Líbia: a beira do precipício

Há aproximadamente três anos, forças da Otan destruíram o regime liderado por Kadafi; De lá para cá, o país, dividido entre facções rivais, parece cada vez mais distante de alcançar a estabilização política (Bernd.Brincken/CC)

 

Por Sônia Mesquita

Da Retrato do Brasil

A Líbia vive o caos quase três anos após a derrubada e o assassinato de Muamar Kadafi. Combates entre facções rivais antes aliadas tomam conta das principais cidades. O Estado patina amarrado por uma lei que expurgou da administração do país e do Poder Judiciário todos os funcionários que ocupavam os cargos mais altos durante o antigo regime e os proíbe de voltar a ocupar qualquer posto na máquina estatal. O governo ainda não conseguiu reorganizar as Forças Armadas regulares nem constituir uma nova força policial capaz de impor ordem nas ruas. Pior, a força que deveria zelar pela ordem é baseada justamente numa das alianças entre essas milícias, chamada de Escudo da Líbia (EL), uma espécie de guarda nacional que incorporou milhares de milicianos que antes combateram como voluntários o regime de Kadafi.
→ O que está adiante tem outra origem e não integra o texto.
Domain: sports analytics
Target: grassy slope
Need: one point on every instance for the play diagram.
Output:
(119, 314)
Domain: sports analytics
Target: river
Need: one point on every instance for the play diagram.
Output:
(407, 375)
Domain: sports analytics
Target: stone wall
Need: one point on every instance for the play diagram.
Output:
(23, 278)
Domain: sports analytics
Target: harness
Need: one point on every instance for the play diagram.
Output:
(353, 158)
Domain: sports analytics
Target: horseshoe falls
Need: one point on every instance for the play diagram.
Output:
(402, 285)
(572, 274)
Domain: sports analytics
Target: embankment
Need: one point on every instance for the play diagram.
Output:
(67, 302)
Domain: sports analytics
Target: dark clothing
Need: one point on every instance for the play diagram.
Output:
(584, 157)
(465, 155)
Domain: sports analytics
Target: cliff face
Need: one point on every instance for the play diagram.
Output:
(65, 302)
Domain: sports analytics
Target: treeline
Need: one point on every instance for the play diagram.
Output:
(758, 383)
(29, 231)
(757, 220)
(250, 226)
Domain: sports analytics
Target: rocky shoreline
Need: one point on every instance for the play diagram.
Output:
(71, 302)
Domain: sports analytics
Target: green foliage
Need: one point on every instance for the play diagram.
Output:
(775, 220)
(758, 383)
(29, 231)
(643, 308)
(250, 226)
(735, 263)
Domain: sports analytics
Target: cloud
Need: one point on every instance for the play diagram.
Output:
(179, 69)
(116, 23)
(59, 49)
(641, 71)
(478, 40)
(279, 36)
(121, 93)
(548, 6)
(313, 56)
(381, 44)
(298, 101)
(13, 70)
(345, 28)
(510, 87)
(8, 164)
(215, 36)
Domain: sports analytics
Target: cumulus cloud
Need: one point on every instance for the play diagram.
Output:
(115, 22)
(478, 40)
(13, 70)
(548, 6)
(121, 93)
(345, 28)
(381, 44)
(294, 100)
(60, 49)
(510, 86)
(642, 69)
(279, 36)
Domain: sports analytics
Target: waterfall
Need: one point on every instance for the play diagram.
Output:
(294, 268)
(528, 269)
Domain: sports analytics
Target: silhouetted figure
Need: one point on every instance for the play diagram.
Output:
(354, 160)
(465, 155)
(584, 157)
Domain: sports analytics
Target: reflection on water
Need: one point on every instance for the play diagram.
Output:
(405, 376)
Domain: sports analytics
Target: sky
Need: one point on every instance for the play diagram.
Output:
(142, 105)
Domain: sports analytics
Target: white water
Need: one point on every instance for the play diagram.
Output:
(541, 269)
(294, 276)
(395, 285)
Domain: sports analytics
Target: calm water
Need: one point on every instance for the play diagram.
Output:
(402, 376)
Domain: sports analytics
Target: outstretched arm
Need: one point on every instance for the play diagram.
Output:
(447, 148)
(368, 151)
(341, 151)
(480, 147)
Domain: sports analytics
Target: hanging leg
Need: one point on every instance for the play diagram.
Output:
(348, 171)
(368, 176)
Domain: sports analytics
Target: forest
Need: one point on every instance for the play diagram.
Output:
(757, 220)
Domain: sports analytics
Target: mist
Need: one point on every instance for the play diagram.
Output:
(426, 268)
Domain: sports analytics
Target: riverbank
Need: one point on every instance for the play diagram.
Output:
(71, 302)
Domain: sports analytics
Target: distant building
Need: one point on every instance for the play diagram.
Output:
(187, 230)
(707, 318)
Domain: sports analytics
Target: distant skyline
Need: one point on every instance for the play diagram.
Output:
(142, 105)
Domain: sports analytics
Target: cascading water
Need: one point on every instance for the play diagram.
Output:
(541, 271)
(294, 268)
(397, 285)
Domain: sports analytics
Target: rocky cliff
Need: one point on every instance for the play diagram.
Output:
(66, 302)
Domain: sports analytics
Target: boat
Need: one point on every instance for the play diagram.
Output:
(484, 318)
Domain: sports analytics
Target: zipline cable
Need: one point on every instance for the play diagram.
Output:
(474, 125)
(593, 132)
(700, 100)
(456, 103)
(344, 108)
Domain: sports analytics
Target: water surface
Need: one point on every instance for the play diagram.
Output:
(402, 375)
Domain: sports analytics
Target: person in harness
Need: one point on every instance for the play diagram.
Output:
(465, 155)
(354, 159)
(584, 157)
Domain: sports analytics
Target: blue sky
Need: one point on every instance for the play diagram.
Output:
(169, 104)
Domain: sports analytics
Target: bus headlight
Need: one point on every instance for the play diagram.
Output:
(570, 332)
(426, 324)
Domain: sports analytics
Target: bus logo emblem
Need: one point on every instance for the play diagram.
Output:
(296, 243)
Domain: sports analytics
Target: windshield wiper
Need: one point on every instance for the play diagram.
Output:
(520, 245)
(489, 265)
Não há informação precisa sobre o número de membros do EL: podem ser 10 mil, 100 mil, 140 mil ou 200 mil, conforme a fonte. Igualmente confuso é o seu papel: um novo Exército ou polícia comum? O fato é que seus membros são predominantemente fundamentalistas islâmicos que guardam as relações de lealdade que trouxeram das milícias, só obedecem a seus comandantes e não têm nenhum compromisso com o Estado que lhes paga os soldos por meio do Ministério da Defesa. Seu chefe é Salah Badi, originalmente comandante da milícia mais poderosa de Misrata, cidade costeira cerca de 300 quilômetros a leste de Trípoli, a capital líbia.

A luta entre as facções armadas atingiu o clímax em consequência da polarização desencadeada pela campanha para as eleições parlamentares realizadas em junho. A posse dos eleitos se deu no início do mês passado, mas o Parlamento foi instalado provisoriamente na cidade de Tobruk, no extremo leste do litoral, perto da fronteira com o Egito, para ficar longe da insegurança dos freqüentes combates em Benghazi e Trípoli.

A violência vinha se agravando desde 2012, quando, não por acaso, em 11 de setembro, um ataque ao consulado dos EUA em Benghazi matou quatro pessoas, inclusive o embaixador americano que lá estava para negociar um acordo entre grupos rivais. Dias após, o aeroporto de Benghazi foi fechado quando milicianos atacaram drones de vigilância dos EUA lá estacionados. Em abril do ano passado, um carro-bomba explodiu em frente à Embaixada da França em Trípoli e, uma semana depois, grupos armados ocuparam o Ministério da Justiça exigindo a lei de expurgo dos funcionários públicos da era  Kadafi. A lei foi criada.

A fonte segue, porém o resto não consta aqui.